Perceraian (Ilustrasi)

JAILOLO – Angka perceraian Kecamatan Jailolo, Kabupaten Halmahera Barat tahun 2022 meningkat  jika dibandingkan tahun 2021, meski angkanya tidak signifikan.

Berdasarkan data Kantor Urusan Agama (KUA) Kecamatan Jailolo, pada tahun ini angka perceraian sebanyak 15 kasus, sedangkan tahun 2021 sebanyak 13 kasus. “Kasus perceraian yang kita terima penyebabnya beragam,” kata Kepala KUA Kecamatan Jailolo, Wan Abdullah, ketika dikonfirmasi di ruang kerjanya baru baru ini.

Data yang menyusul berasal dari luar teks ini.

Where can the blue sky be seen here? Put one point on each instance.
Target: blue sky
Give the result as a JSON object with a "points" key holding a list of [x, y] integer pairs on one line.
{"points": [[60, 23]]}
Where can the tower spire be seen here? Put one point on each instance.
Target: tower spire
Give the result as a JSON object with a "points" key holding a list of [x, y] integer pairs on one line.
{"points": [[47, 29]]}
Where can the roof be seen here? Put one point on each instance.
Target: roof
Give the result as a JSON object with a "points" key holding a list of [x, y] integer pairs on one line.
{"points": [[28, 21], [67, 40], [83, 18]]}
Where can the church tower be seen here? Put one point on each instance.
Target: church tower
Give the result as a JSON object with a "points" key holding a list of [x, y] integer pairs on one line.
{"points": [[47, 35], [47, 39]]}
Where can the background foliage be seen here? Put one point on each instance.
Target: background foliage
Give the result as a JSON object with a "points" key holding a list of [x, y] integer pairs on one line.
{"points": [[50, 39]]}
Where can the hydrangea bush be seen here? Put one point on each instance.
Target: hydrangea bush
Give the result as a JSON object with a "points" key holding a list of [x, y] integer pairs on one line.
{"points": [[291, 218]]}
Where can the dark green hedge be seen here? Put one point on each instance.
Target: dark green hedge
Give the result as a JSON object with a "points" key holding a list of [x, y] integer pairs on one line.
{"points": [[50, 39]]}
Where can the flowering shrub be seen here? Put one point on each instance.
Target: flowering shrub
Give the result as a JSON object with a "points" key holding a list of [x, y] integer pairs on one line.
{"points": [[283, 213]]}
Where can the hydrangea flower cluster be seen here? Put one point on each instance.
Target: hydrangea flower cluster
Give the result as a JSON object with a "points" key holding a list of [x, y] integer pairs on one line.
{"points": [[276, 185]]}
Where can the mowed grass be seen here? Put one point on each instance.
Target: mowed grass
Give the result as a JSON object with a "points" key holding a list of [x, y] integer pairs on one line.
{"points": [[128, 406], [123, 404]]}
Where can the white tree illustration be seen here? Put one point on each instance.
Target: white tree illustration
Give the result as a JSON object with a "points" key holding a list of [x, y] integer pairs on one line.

Wan mengemukakan, untuk tahun 2022 kasus perceraian disebabkan karena faktor ekonomi, kekerasan dalam rumah tangga (KDRT) dan karena orang ketiga (perselingkuhan). “Tiga masalah itu menjadi penyebab perceraian,” sebut Wan

Meski begitu, kata Wan, selaku penanggung jawab mengenai perselisihan rumah tangga, pihaknya melakukan berupaya melakukan mediasi ketika suami maupun istri mengajukan perceraian agar . “Suami istri yang biasanya mau bercerai, kami panggil dan memberikan nasehat jangan sampai keduanya bercerai,” pungkasnya. (ais)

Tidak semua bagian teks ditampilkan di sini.